O ministro da Fazenda, Joaquim Levy, pediu ontem apoio da população ao ajuste fiscal, dizendo que o reequilíbrio das contas públicas precisa ser rápido para evitar cenários marcados por downgrade, crise cambial e inflação alta.
“O apoio da população ao ajuste é muito importante. As razões dele estão claras”, disse.
As declarações do comandante da equipe econômica foram feitas em encontro com empresários em São Paulo nesta segunda-feira, um dia após manifestações gigantes tomarem as ruas do país em protestos contra o governo da presidente Dilma Rousseff, marcado por baixo crescimento, inflação alta e aperto nas contas públicas.
“Se fizermos ajuste rápido, as pessoas poderão sentir chão firme para começar a trabalhar”, disse o ministro.
Levy lidera um duro ajuste fiscal marcado por aumento de tributos, redução de gasto público, revisão de benefícios trabalhistas e previdenciários, fim de subsídios e revisão de desonerações ao mesmo tempo em que tenta transmitir mensagem de melhora do ambiente de negócios.
Mesmo com autoridades da área econômica indicando uma perspectiva mais positiva, a economia continua mostrando dados desanimadores.

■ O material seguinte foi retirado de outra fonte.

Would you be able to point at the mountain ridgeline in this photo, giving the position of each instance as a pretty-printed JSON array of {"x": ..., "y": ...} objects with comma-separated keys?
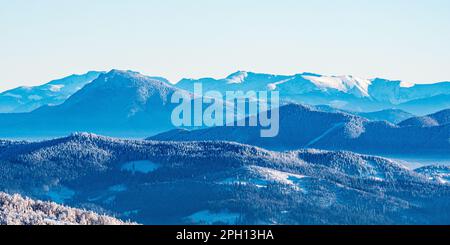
[
  {"x": 27, "y": 99},
  {"x": 342, "y": 92},
  {"x": 218, "y": 182},
  {"x": 116, "y": 103},
  {"x": 307, "y": 127}
]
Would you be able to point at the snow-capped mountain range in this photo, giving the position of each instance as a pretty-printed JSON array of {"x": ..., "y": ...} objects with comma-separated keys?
[
  {"x": 218, "y": 182},
  {"x": 306, "y": 127},
  {"x": 342, "y": 92},
  {"x": 26, "y": 99},
  {"x": 117, "y": 103}
]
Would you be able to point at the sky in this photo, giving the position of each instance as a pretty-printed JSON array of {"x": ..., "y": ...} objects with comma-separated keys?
[{"x": 396, "y": 39}]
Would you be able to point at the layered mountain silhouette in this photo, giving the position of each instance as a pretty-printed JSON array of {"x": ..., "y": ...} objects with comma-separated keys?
[
  {"x": 116, "y": 103},
  {"x": 394, "y": 116},
  {"x": 221, "y": 182},
  {"x": 27, "y": 99},
  {"x": 306, "y": 127},
  {"x": 342, "y": 92},
  {"x": 436, "y": 119}
]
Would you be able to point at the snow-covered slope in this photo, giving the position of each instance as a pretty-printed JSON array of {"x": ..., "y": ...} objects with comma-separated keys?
[
  {"x": 26, "y": 99},
  {"x": 17, "y": 210},
  {"x": 221, "y": 182},
  {"x": 120, "y": 103},
  {"x": 436, "y": 119},
  {"x": 302, "y": 127},
  {"x": 343, "y": 92},
  {"x": 391, "y": 115}
]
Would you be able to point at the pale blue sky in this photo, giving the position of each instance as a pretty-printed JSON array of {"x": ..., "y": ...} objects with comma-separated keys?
[{"x": 396, "y": 39}]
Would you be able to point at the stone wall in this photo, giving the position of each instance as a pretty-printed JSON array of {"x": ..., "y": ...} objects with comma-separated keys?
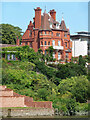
[
  {"x": 6, "y": 93},
  {"x": 12, "y": 101},
  {"x": 27, "y": 112},
  {"x": 41, "y": 104}
]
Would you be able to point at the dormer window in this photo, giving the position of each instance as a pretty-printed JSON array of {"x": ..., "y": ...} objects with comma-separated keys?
[
  {"x": 59, "y": 43},
  {"x": 50, "y": 25},
  {"x": 65, "y": 35},
  {"x": 57, "y": 34},
  {"x": 30, "y": 34},
  {"x": 45, "y": 32},
  {"x": 45, "y": 42},
  {"x": 41, "y": 33}
]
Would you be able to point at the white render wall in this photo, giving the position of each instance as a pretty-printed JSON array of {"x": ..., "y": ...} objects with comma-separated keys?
[{"x": 79, "y": 48}]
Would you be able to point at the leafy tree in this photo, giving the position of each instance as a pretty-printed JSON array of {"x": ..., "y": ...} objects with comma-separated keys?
[
  {"x": 81, "y": 61},
  {"x": 9, "y": 33},
  {"x": 77, "y": 86}
]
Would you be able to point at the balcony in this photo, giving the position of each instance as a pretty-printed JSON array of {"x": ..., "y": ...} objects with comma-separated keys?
[{"x": 58, "y": 47}]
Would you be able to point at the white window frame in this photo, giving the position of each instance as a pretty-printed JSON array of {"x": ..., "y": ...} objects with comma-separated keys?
[
  {"x": 59, "y": 55},
  {"x": 53, "y": 43},
  {"x": 59, "y": 43}
]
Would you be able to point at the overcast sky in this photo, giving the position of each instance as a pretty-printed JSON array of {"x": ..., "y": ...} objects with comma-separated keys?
[{"x": 20, "y": 13}]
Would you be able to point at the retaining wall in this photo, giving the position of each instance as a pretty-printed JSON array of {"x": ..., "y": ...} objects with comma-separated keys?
[{"x": 28, "y": 112}]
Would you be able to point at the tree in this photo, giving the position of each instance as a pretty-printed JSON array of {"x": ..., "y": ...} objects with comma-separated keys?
[
  {"x": 81, "y": 61},
  {"x": 9, "y": 33},
  {"x": 77, "y": 86}
]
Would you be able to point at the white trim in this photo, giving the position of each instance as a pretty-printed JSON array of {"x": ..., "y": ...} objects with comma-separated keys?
[{"x": 45, "y": 45}]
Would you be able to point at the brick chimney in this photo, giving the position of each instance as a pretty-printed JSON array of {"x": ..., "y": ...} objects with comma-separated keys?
[
  {"x": 53, "y": 14},
  {"x": 38, "y": 17},
  {"x": 17, "y": 41}
]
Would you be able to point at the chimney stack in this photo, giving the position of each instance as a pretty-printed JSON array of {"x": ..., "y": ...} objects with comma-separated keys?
[
  {"x": 53, "y": 14},
  {"x": 17, "y": 41},
  {"x": 38, "y": 17}
]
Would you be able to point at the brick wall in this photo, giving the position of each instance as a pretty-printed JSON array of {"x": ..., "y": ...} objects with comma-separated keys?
[
  {"x": 41, "y": 104},
  {"x": 12, "y": 101},
  {"x": 6, "y": 93}
]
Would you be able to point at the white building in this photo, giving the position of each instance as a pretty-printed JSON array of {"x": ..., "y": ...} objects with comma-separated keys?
[{"x": 80, "y": 44}]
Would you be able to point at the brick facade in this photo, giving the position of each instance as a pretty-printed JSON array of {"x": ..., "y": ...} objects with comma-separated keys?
[
  {"x": 9, "y": 98},
  {"x": 45, "y": 31}
]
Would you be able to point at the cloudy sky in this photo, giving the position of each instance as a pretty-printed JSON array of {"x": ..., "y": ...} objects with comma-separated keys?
[{"x": 20, "y": 13}]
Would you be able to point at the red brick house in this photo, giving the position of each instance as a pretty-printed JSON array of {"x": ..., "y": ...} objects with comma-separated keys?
[{"x": 46, "y": 31}]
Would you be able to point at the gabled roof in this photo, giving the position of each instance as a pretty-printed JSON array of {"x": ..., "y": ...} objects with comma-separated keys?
[{"x": 62, "y": 25}]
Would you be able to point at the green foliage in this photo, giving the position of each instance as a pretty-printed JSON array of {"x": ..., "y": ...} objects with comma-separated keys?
[
  {"x": 9, "y": 33},
  {"x": 65, "y": 85},
  {"x": 77, "y": 86},
  {"x": 48, "y": 71},
  {"x": 70, "y": 69},
  {"x": 81, "y": 61}
]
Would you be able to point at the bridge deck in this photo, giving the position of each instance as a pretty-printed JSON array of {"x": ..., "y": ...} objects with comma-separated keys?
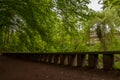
[{"x": 14, "y": 69}]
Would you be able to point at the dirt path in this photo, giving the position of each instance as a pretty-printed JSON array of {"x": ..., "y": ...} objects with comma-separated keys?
[{"x": 13, "y": 69}]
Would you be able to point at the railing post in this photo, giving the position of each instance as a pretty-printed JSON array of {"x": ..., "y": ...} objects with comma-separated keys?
[
  {"x": 108, "y": 61},
  {"x": 81, "y": 60},
  {"x": 92, "y": 60},
  {"x": 56, "y": 59},
  {"x": 72, "y": 60},
  {"x": 52, "y": 58},
  {"x": 66, "y": 59}
]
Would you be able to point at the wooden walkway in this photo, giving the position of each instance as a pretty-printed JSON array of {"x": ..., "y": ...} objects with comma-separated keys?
[{"x": 15, "y": 69}]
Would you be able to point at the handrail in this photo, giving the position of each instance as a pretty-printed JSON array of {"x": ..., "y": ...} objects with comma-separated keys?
[{"x": 78, "y": 59}]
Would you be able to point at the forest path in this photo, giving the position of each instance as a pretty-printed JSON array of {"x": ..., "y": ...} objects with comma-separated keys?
[{"x": 15, "y": 69}]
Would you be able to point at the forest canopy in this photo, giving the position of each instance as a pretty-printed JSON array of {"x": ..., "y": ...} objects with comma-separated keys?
[{"x": 58, "y": 26}]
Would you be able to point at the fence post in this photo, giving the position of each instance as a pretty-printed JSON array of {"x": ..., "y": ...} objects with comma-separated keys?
[
  {"x": 81, "y": 60},
  {"x": 92, "y": 60},
  {"x": 108, "y": 61},
  {"x": 72, "y": 60}
]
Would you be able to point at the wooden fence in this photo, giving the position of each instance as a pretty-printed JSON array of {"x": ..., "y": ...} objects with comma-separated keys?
[{"x": 75, "y": 59}]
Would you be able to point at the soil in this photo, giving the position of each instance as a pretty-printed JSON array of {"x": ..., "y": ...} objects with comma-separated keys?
[{"x": 16, "y": 69}]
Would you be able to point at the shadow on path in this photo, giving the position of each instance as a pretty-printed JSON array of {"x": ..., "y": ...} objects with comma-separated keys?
[{"x": 14, "y": 69}]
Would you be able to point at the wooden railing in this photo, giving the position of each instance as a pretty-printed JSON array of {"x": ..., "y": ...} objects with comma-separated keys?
[{"x": 75, "y": 59}]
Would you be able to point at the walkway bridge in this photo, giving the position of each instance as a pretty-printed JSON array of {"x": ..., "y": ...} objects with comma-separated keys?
[
  {"x": 91, "y": 60},
  {"x": 69, "y": 66}
]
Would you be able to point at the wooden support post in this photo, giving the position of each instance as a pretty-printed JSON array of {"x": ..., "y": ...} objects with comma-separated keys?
[
  {"x": 56, "y": 59},
  {"x": 72, "y": 60},
  {"x": 61, "y": 59},
  {"x": 49, "y": 58},
  {"x": 92, "y": 60},
  {"x": 52, "y": 56},
  {"x": 66, "y": 59},
  {"x": 81, "y": 60},
  {"x": 108, "y": 61}
]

Em janeiro, a atividade econômica brasileira registrou retração de 0,11 por cento ante o mês anterior, de acordo com dados do Banco Central divulgados nesta segunda-feira, num prenúncio de mais um ano difícil.

AJUSTE NO DÓLAR
Levy considerou que o “ajuste” no dólar e a desvalorização das commodites são consequência do fim de políticas anticíclicas nos Estados Unidos e na China.
Na manhã de segunda-feira, a moeda norte-americana recuava ante a divisa brasileira, após fechar na máxima em quase doze anos na sessão anterior, subindo mais de 2,5 por cento em meio a incertezas sobre o futuro do programa de swaps cambiais.
A fim de estimular a retomada de investimentos, o ministro disse que as concessões serão retomadas, mas podem ter novas bases.
“Vamos retomar as concessões, talvez em bases diferentes, para permitir maior participação do capital privado.”
Ele também voltou a falar em mudanças nos tributos federais PIS e Cofins em formulação no Ministério da Fazenda, explicando que o objetivo é a simplificação do tributo.